Forget a potential $46-billion takeover by InBev NV (INBVF.PK), it will be Bud Light Lime that gives shares of Anheuser-Busch Cos. (NYSE:BUD), the world’s second-largest brewer, a much-needed lift. This from Deutsche Bank’s Marc Greenberg, who told clients:
Summer’s here: Bud Light Lime’s the beer.
InBev is the world’s biggest brewer by volume and was created through the merger of Interbrew and AmBev. It makes beers like Brahma, Stella Artois and Beck’s, which has some dubbing the potential tie-up “Bud and Beck’s.”
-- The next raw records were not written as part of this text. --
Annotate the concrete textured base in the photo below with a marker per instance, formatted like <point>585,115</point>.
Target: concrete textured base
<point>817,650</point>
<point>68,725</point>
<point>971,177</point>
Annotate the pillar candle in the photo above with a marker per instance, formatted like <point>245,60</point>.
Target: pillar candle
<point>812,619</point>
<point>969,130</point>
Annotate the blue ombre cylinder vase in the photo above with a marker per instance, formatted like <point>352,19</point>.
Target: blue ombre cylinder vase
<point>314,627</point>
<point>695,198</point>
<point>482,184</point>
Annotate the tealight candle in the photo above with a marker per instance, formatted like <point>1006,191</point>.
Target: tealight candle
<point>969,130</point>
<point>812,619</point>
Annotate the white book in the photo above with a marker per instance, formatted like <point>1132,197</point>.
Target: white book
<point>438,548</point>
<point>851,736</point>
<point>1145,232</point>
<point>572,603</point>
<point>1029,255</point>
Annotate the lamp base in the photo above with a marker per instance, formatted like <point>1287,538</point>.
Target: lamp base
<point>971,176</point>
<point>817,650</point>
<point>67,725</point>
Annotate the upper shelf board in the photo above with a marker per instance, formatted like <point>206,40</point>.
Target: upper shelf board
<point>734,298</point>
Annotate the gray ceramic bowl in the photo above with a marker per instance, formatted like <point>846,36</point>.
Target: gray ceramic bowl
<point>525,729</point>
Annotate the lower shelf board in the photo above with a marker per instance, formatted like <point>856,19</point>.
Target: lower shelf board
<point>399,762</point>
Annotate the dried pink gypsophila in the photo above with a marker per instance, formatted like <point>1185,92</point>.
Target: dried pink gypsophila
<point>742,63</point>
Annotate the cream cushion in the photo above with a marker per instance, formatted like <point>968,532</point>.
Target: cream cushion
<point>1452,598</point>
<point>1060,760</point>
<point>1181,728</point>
Mr. Greenberg raised his 2008 domestic volume estimate for Anheuser-Busch from 1.5% to 1.8%, taking earnings per share up a penny to $3.05, after 25 of the brewer’s major distributors responded positively to Bud Light Lime in a recent survey. He maintained his “buy” recommendation and boosted his price target by $1 to $56 per share.
The new beer’s late April launch is on track to be very successful, with retail penetration at 70% to 80% in less than four weeks, the analyst told clients. It also has demonstrated the ability to capture non-beer drinkers, he noted.
As far as the potential takeover by InBev, Mr. Greenberg said the necessary premium of at least 20%, or more than $65, is hard to justify given the limited geographic overlap and scope for revenue synergies. He said InBev would need at least $600-million in annual pre-tax savings to make the deal work.